Investors aren't sure what to make of Bed Bath & Beyond's (NASDAQ:BBBY) business as we approach the peak holiday selling period. The specialty retailer's stock had been up as much as 60% in 2019 before plunging to a 30% loss by mid-August.

Shares have rebounded slightly as the company approaches its fiscal second-quarter earnings report on Wednesday, Oct. 2. But that modest rally could easily disappear if the company can't show progress in its turnaround plan.

Let's take a closer look.

Crowded escalator in a busy shopping mall

Image source: Getty Images.

Growth goals

If the company has hit on a reliable path back to growth, there's no evidence of it in its recent earnings reports. Sales at existing locations, or comps, dropped 7% in the first quarter to mark a brutal start to the year. That metric has ended up lower by an average of roughly 1% in each of the last four fiscal years, but recent customer traffic declines suggest Bed Bath & Beyond investors may see much lower results in 2019.

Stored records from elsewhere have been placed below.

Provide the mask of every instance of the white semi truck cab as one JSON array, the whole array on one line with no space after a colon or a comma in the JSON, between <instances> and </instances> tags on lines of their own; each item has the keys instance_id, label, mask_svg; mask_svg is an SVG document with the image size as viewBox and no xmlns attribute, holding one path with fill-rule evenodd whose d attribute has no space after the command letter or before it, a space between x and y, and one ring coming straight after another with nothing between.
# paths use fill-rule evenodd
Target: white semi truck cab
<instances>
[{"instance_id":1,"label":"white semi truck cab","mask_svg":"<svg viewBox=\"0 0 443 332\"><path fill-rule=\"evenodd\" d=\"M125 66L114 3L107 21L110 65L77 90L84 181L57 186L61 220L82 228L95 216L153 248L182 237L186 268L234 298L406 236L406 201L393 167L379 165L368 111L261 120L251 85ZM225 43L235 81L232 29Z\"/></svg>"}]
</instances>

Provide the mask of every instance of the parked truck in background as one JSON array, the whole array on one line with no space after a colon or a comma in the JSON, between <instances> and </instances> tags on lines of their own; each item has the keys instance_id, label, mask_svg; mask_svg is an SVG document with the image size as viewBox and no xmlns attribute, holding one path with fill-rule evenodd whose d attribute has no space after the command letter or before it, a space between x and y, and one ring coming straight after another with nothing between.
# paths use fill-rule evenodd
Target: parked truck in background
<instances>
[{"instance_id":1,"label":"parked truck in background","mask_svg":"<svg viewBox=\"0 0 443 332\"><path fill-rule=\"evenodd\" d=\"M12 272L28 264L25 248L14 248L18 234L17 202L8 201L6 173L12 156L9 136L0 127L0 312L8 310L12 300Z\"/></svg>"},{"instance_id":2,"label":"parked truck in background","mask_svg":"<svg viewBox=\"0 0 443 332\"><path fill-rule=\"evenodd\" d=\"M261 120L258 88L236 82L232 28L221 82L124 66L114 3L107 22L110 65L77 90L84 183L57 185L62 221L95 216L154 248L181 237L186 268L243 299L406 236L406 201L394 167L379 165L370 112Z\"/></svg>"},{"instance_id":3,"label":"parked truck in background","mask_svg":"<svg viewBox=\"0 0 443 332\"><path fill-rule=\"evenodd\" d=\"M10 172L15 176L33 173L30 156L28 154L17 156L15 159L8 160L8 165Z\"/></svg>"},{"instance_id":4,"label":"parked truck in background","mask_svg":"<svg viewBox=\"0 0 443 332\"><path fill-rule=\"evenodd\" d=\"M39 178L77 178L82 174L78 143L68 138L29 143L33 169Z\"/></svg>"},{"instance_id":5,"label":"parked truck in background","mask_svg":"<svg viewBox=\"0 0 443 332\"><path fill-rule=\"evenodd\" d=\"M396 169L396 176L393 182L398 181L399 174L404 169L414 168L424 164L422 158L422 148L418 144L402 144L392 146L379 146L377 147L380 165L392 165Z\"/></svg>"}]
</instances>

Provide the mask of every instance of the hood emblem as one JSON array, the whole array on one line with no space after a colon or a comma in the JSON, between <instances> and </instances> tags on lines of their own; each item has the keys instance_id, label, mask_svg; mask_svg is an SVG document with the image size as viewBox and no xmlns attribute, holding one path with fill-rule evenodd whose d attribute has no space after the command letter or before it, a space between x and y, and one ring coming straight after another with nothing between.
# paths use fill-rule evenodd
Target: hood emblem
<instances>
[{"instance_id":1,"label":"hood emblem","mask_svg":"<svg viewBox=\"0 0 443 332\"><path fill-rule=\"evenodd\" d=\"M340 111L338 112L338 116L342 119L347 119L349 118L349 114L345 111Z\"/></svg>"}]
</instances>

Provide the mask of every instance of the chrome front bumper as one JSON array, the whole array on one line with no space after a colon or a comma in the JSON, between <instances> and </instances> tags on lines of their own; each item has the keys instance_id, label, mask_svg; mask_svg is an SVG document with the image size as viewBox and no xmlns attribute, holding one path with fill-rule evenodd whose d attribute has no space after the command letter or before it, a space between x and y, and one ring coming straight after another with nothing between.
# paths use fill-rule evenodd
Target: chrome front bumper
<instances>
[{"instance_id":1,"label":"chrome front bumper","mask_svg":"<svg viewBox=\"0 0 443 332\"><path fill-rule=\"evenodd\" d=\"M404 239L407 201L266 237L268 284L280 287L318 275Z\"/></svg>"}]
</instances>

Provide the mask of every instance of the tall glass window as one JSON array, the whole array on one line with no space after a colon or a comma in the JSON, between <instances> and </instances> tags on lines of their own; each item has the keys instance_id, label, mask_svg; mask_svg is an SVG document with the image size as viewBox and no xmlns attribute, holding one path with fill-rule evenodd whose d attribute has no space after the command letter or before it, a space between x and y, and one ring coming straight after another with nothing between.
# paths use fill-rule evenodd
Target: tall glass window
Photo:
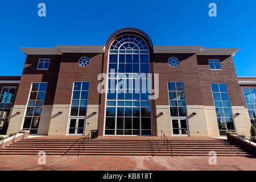
<instances>
[{"instance_id":1,"label":"tall glass window","mask_svg":"<svg viewBox=\"0 0 256 182\"><path fill-rule=\"evenodd\" d=\"M236 131L226 84L211 84L215 111L221 135Z\"/></svg>"},{"instance_id":2,"label":"tall glass window","mask_svg":"<svg viewBox=\"0 0 256 182\"><path fill-rule=\"evenodd\" d=\"M187 117L183 82L168 82L168 90L171 117Z\"/></svg>"},{"instance_id":3,"label":"tall glass window","mask_svg":"<svg viewBox=\"0 0 256 182\"><path fill-rule=\"evenodd\" d=\"M243 88L243 91L251 123L256 127L256 88Z\"/></svg>"},{"instance_id":4,"label":"tall glass window","mask_svg":"<svg viewBox=\"0 0 256 182\"><path fill-rule=\"evenodd\" d=\"M5 134L8 118L16 93L16 87L3 87L0 95L0 134Z\"/></svg>"},{"instance_id":5,"label":"tall glass window","mask_svg":"<svg viewBox=\"0 0 256 182\"><path fill-rule=\"evenodd\" d=\"M117 38L109 51L105 135L151 135L149 54L142 39Z\"/></svg>"},{"instance_id":6,"label":"tall glass window","mask_svg":"<svg viewBox=\"0 0 256 182\"><path fill-rule=\"evenodd\" d=\"M31 134L38 133L47 86L47 83L32 83L23 126L23 130L30 130Z\"/></svg>"},{"instance_id":7,"label":"tall glass window","mask_svg":"<svg viewBox=\"0 0 256 182\"><path fill-rule=\"evenodd\" d=\"M70 116L86 116L89 82L75 82Z\"/></svg>"}]
</instances>

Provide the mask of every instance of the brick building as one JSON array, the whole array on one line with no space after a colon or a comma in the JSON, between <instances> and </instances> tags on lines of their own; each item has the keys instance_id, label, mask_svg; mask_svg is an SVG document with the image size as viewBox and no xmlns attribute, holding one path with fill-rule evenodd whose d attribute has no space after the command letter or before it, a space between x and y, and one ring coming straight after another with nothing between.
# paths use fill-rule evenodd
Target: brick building
<instances>
[{"instance_id":1,"label":"brick building","mask_svg":"<svg viewBox=\"0 0 256 182\"><path fill-rule=\"evenodd\" d=\"M237 77L236 48L153 46L127 28L103 46L21 49L21 77L0 77L1 134L250 135L255 125L256 77Z\"/></svg>"}]
</instances>

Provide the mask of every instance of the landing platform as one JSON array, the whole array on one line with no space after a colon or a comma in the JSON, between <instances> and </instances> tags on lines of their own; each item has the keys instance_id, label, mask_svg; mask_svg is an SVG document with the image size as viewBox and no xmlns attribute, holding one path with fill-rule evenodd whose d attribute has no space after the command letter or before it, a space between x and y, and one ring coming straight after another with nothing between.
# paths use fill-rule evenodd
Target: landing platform
<instances>
[{"instance_id":1,"label":"landing platform","mask_svg":"<svg viewBox=\"0 0 256 182\"><path fill-rule=\"evenodd\" d=\"M75 140L84 138L85 136L43 136L30 138L30 139L63 139ZM167 136L170 140L220 140L221 138L216 138L208 136ZM100 136L96 140L160 140L161 136Z\"/></svg>"}]
</instances>

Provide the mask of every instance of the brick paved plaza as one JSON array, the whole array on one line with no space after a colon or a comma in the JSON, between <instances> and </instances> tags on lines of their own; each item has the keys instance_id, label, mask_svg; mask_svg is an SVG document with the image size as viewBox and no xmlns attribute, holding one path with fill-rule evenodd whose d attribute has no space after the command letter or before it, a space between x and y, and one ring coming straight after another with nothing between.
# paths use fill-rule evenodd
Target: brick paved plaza
<instances>
[{"instance_id":1,"label":"brick paved plaza","mask_svg":"<svg viewBox=\"0 0 256 182\"><path fill-rule=\"evenodd\" d=\"M209 157L47 156L46 165L39 158L0 156L0 170L256 170L256 159L246 157L218 157L216 165Z\"/></svg>"}]
</instances>

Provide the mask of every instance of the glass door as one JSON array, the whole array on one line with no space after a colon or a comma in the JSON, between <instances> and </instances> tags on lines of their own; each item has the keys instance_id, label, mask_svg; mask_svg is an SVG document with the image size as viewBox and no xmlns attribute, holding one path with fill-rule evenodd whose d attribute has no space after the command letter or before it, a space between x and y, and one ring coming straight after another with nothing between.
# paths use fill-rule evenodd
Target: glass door
<instances>
[{"instance_id":1,"label":"glass door","mask_svg":"<svg viewBox=\"0 0 256 182\"><path fill-rule=\"evenodd\" d=\"M172 118L172 126L173 136L188 136L187 118Z\"/></svg>"},{"instance_id":2,"label":"glass door","mask_svg":"<svg viewBox=\"0 0 256 182\"><path fill-rule=\"evenodd\" d=\"M85 118L70 118L68 135L84 135Z\"/></svg>"}]
</instances>

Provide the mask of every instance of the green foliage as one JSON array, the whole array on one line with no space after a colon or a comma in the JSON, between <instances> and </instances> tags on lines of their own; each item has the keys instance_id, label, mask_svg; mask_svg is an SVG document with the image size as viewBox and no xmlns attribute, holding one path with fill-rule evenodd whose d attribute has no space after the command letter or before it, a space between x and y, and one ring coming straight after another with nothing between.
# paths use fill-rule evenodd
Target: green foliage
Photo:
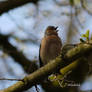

That uncertainty puts the focus squarely on sales growth this week, with most investors who follow the stock expecting to see revenue fall about 6% to $2.76 billion. The more important metrics to watch will be customer traffic and market share. The good news is that management is aware of the fact that the chain has lost step with how customers want to shop, both in physical stores and online. For the narrative to change, Bed Bath & Beyond will need to show progress in winning back at least some of that sales momentum this week.

Margin trade-off

Every retailer has to balance sales growth goals against profitability targets, but that trade-off has been even trickier for Bed Bath & Beyond lately. Its shoppers tend to wait for its dramatic price cuts, often announced in the periodic mailers it sends around to surrounding areas. These sales help support the consumer discretionary stock's customer traffic but have pressured profitability.

Interim CEO Mary Winston and her team have done a good job of reducing the chain's reliance on these margin-busting sales, both by scaling back on promotions and by cutting out less-profitable products. Yet these moves are exacerbating Bed Bath & Beyond's customer traffic problems, and so the company needs to find a sustainable balance in this trade-off. Hopes are modest going into this week's report, but progress might show up in rising gross profit margin in the context of stabilizing sales trends.

The bigger picture

A more stable growth picture would mark just the first step in a multiyear effort to turn the business around. Bed Bath & Beyond's recovery plan will likely involve shifting resources away from its network of stores and toward the online selling channel. The company's next CEO will also have to decide whether it makes sense to pivot into different product niches or to make other aggressive changes to the store footprint.

The organization is still searching for that permanent leader, with a hire likely over the next few weeks. Still, investors won't have a good idea about the CEO's strategy until he or she gets settled into the new role following what's likely to be a tough holiday shopping season for Bed Bath & Beyond.